Though, as we have seen[23], the feeling side is always kept in closest connection with those of knowledge and action, yet the fundamental importance of the emotional side is stated quite distinctly. The child is “living, loving and perceiving,” or “creating, feeling and thinking,” still:
“The cultivation of boyhood rests wholly on that of childhood; therefore activity and firmness of the will rest upon activity and firmness of the feelings and of the heart. Where the latter are lacking, the former will scarcely be attainable.”—E., p. 97.
This is put more strongly in connection with the child’s imitation of the music of the bell note, the “bim-baum” or “ding-dong” sung by the mother, while she swings the ball to and fro, which according to Froebel “serves the emotional side.”
“The children thus early and definitely point out that the centre, the real foundation, the starting-point of human development is the heart and the emotions, but the training to action and thought, the corporeal and mental, goes on constantly and inseparably by the side of it; and thought must form itself into action, and action resolve and clear itself in thought; but both have their roots in the emotional nature.”—P., p. 42.
Another point Froebel makes in this connection, is that feeling alone can awaken feeling, and that those who complain of want of feeling in their children have probably themselves to blame. Want of good feeling and the prevalence among boys of egotism, unfriendliness, etc., is explained as:
“clearly due not merely to the failure of arousing at an early period, and of subsequently cultivating in the child a feeling of common sympathy, but also to the early annihilation of this feeling between parents and children.”—E., p. 122.
The elders must show sympathy with the child’s thoughts and feelings, they must not rest content with caring for his bodily welfare. If the child fails to find sympathy, for example in connection with his interest in Nature, if he “fails to find the same feelings among adults who suppress his germinating inner life” then, says Froebel:
“a double effect follows, loss of respect for the elder and a recoil of the original anticipation.”—E., p. 164.

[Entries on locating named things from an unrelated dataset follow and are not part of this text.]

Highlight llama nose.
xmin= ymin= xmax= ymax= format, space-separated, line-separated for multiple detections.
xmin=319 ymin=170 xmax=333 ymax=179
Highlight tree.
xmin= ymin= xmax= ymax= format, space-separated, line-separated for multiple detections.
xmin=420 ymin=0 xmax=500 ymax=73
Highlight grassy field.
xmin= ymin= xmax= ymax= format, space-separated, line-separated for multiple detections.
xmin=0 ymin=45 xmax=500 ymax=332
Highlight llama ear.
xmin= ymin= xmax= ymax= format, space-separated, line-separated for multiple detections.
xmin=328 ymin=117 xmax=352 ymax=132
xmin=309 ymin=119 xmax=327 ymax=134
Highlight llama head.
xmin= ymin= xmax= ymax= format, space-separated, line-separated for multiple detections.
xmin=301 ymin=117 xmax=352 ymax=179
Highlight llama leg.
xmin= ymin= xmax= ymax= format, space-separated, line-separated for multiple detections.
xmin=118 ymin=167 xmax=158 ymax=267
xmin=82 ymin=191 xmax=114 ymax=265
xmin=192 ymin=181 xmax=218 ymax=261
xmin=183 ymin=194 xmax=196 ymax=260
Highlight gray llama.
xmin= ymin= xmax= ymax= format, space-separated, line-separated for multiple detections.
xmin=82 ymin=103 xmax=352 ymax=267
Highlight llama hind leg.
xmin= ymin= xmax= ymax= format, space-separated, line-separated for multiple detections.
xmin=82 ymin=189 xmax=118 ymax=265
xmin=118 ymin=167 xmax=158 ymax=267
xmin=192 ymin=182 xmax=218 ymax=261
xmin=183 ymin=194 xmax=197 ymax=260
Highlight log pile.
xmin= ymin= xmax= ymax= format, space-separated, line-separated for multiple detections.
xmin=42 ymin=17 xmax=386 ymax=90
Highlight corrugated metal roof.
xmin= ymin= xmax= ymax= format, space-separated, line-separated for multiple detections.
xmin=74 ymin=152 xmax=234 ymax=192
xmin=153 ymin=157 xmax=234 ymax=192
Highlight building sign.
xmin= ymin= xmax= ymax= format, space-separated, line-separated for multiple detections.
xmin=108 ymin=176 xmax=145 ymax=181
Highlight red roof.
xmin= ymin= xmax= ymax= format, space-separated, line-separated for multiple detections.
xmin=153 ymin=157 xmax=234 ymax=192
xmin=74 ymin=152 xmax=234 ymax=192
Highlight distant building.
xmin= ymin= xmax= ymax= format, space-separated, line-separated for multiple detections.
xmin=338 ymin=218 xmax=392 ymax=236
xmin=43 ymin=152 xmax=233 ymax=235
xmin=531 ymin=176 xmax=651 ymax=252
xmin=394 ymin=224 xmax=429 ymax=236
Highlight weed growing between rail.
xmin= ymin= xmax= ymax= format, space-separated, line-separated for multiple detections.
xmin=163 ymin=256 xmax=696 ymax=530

“Mothers and Fathers, is it not almost incredible how early the child appears to distinguish inner intellectual and loving gifts from outer bodily ones, or, rather, to be conscious of the heart and mind of the giver to feel the giving spirit? Who does not see this in the effect of a friendly glance, of a sympathizingly spoken word, of a tender care which often affords little more than sympathy and companionship?… It is a remarkable fact that the mere love for the outward person, the mere bodily care, does not satisfy him; indeed, the nobler the child is in his nature the less does he cling to the giving person. Through this consideration we have found and recognized what we sought, namely, that the respect and love—yea, the reverence—of children and youth are gained and secured to parents in proportion to what the latter are doing for the education of the mental life of the children.… If the lively appreciation of what has been done to cultivate his inner world fill the soul of a child, then will true love and gratitude towards parents, respect and veneration for age, germinate in the mind of a child.”—P., p. 111.
We have spoken in this chapter of what is popularly called the instinct of imitation, and we have seen that Froebel makes much of what he calls the instinct or impulse of activity (Thätigkeitstrieb), or the instinct for employment (Beschäftigungstrieb).